GatedUniPose: A Novel Approach for Pose Estimation Combining UniRepLKNet and Gated Convolution
Liang Feng, Ming Xu, Lihua Wen, Zhixuan Shen
TL;DR
GatedUniPose tackles robust human pose estimation in complex and occluded scenes by integrating UniRepLKNet with Gated Convolution and embedding enhancements via the GLACE module, complemented by DySample upsampling for improved feature fusion. The approach demonstrates strong accuracy on COCO and MPII with a relatively small parameter footprint, while maintaining competitive performance on CrowdPose. Key contributions include the novel backbone integration of GConv and GLACE, the DySample-based head fusion, and a distillation-based loss strategy, all contributing to improved context-aware joint estimation.

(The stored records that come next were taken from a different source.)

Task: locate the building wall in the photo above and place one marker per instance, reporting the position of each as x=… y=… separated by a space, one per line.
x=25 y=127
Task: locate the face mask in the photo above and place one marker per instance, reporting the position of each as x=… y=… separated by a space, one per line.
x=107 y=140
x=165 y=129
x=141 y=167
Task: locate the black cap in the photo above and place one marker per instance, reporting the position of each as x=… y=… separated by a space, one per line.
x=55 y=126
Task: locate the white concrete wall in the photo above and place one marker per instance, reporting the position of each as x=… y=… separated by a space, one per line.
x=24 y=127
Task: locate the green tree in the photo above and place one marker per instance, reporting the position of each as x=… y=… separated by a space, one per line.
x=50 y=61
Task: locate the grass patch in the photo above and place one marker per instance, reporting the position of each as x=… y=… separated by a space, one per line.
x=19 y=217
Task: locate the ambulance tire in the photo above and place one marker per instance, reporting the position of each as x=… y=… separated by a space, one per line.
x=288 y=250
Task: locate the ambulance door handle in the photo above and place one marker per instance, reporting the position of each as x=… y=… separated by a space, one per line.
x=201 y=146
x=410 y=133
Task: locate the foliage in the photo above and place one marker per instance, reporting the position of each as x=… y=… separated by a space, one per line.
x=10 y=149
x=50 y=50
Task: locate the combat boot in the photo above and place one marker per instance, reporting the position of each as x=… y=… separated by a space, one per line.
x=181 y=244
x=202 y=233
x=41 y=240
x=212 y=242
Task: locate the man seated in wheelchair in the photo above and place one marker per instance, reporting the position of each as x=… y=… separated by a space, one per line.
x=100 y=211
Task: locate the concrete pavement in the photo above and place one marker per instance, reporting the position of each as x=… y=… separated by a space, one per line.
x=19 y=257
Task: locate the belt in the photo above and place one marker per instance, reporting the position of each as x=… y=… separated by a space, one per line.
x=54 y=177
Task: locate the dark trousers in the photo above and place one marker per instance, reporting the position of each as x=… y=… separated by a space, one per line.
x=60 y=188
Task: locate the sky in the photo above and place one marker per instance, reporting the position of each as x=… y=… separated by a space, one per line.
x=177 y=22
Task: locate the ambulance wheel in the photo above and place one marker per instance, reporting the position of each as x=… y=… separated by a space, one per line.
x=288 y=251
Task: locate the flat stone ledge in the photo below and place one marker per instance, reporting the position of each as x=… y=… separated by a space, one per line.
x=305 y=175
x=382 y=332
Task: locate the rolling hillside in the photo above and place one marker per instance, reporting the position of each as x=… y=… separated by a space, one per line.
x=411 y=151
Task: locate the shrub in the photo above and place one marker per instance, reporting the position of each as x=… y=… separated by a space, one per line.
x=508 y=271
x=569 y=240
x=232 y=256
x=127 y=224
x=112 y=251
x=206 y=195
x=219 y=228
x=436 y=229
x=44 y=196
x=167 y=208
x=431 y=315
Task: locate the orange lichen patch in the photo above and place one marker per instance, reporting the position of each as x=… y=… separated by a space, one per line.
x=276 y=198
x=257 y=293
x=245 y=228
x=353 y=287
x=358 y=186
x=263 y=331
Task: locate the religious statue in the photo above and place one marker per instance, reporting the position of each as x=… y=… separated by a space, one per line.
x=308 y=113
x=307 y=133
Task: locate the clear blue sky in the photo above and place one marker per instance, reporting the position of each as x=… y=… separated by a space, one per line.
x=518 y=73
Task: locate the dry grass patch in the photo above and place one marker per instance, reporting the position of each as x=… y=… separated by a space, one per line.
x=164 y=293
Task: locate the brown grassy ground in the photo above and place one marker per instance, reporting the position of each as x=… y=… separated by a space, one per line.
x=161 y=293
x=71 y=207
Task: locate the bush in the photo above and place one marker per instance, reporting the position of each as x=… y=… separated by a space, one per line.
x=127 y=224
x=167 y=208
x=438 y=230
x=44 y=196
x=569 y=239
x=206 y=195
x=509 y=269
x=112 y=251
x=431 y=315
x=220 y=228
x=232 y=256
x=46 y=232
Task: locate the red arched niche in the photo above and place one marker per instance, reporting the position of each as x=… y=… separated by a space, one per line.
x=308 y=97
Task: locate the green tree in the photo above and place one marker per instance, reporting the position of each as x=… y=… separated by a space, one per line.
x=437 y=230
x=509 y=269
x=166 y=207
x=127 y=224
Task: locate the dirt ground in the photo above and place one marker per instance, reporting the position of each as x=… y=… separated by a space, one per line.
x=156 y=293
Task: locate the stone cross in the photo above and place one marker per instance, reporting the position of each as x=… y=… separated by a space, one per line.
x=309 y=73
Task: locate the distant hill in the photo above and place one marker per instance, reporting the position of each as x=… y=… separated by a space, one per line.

This work advances efficient, high-accuracy pose estimation suitable for crowded scenarios and real-world deployment, with code and models slated for public release.
Abstract
Pose estimation is a crucial task in computer vision, with wide applications in autonomous driving, human motion capture, and virtual reality. However, existing methods still face challenges in achieving high accuracy, particularly in complex scenes. This paper proposes a novel pose estimation method, GatedUniPose, which combines UniRepLKNet and Gated Convolution and introduces the GLACE module for embedding. Additionally, we enhance the feature map concatenation method in the head layer by using DySample upsampling. Compared to existing methods, GatedUniPose excels in handling complex scenes and occlusion challenges. Experimental results on the COCO, MPII, and CrowdPose datasets demonstrate that GatedUniPose achieves significant performance improvements with a relatively small number of parameters, yielding better or comparable results to models with similar or larger parameter sizes.